以前、「おわら」の本領は夜中の「町流し」にあると書きましたが、撮影が終わった現在でもその感想はかわりません。そういえば「町流し」っていったい何ですか?と思われてる人に簡単に説明すると、八尾の地元の方たちが、自分たちの為に、気の向くままに、三味線と胡弓と歌い手の数人がひとつのグループになって、細い路地を選んでゆっくりと流して歩くことです。僕は、「町流し」について、もともとの発生理由を知りませんが、想像すると、近年あまりに多くなった観光客のために、心を込めて歌い流すことが出来なくなったことが原因ではないでしょうか。本当に「おわら」を好きな人たちが、一人、二人と自然発生的に始めたのが起こりだったと思います。八尾には、それほど「おわら」を好きで好きでたまらない人たちが多いのです。だから、観光客が帰った夜中の1時過ぎから集まって、ひっそりした路地を流し始めます。しかし、今は情報が行き渡って、夜中でもたくさんの観光客が残っていて、彼らは「町流し」の後をついて歩くのです。今回もあまりに観光客が多くて、僕も思ったような映像が撮れず、撮影を断念したことも何回かありました。
鏡町はもともと色町だったせいか、今でも路地に風情が残っていて、「町流し」の背景にはぴったりの環境です。今回の作品でいちばん表現したかったのは、「おわら節」の韻が生み出す哀切ある「余情」だったので、どうしても情感残る鏡町で撮影したかったのです。今、「余情」と書きましたが、考えてみると、本当に映像で表現したいのは「余情」の「余」の部分だと思います。いわゆる「情緒」といってしまうと当たり前すぎて、僕の思いを説明するには正確ではないような気がします。

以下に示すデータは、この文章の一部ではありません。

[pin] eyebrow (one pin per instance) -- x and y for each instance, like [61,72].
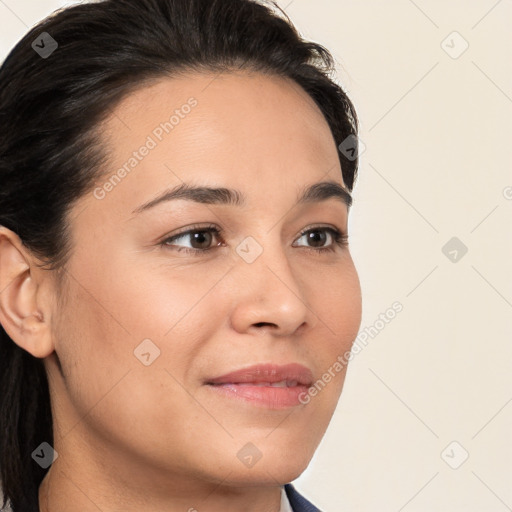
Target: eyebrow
[321,191]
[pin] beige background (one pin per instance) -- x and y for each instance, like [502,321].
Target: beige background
[437,129]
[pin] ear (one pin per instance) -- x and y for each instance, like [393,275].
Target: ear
[24,320]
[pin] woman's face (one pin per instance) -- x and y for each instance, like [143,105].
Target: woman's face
[145,325]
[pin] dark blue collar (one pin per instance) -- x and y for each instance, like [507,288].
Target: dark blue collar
[297,501]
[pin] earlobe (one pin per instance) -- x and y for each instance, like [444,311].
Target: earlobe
[20,315]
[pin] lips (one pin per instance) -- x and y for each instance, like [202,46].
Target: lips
[267,375]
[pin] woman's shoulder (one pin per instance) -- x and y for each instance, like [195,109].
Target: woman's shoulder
[297,501]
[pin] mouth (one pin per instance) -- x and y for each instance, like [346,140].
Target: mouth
[267,386]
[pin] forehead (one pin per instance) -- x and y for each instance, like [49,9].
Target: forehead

9/1日の夜中、3時過ぎた頃でしょうか、東町の「町流し」を撮影し終わり、宿がある鏡町へ戻ったところ、かすかに「おわら節」を歌う声が聞こえてきました。それにつれて、三味線と胡弓の音色も風に乗って聞こえてきます。ゆっくり、ゆっくりと音が大きくなり、電灯のひかりが届かない黒々した闇の向こうから5人の地方さんの姿が現れました。
僕は初めて見る人たちでした。
まだ姿が見えない音だけの闇から撮り始め、段々と声が大きくなるにしたがって最初は少しずつ人が動く様子が感じられ、ファインダーの中に徐々に形を現す着物姿を見つけた時の感動は忘れがたいものがありました。
今回の作品は、その「町流し」をクライマックスに構成しました。
ここで内容をあまり説明してしまうと、興味ある方にとっての楽しみが薄れてしまうので、ぜひ出来上がった作品を観てください。現在は仮編集が終わった段階です。明日、本編集、明後日、MA(音録り)なので、完成はそれからです。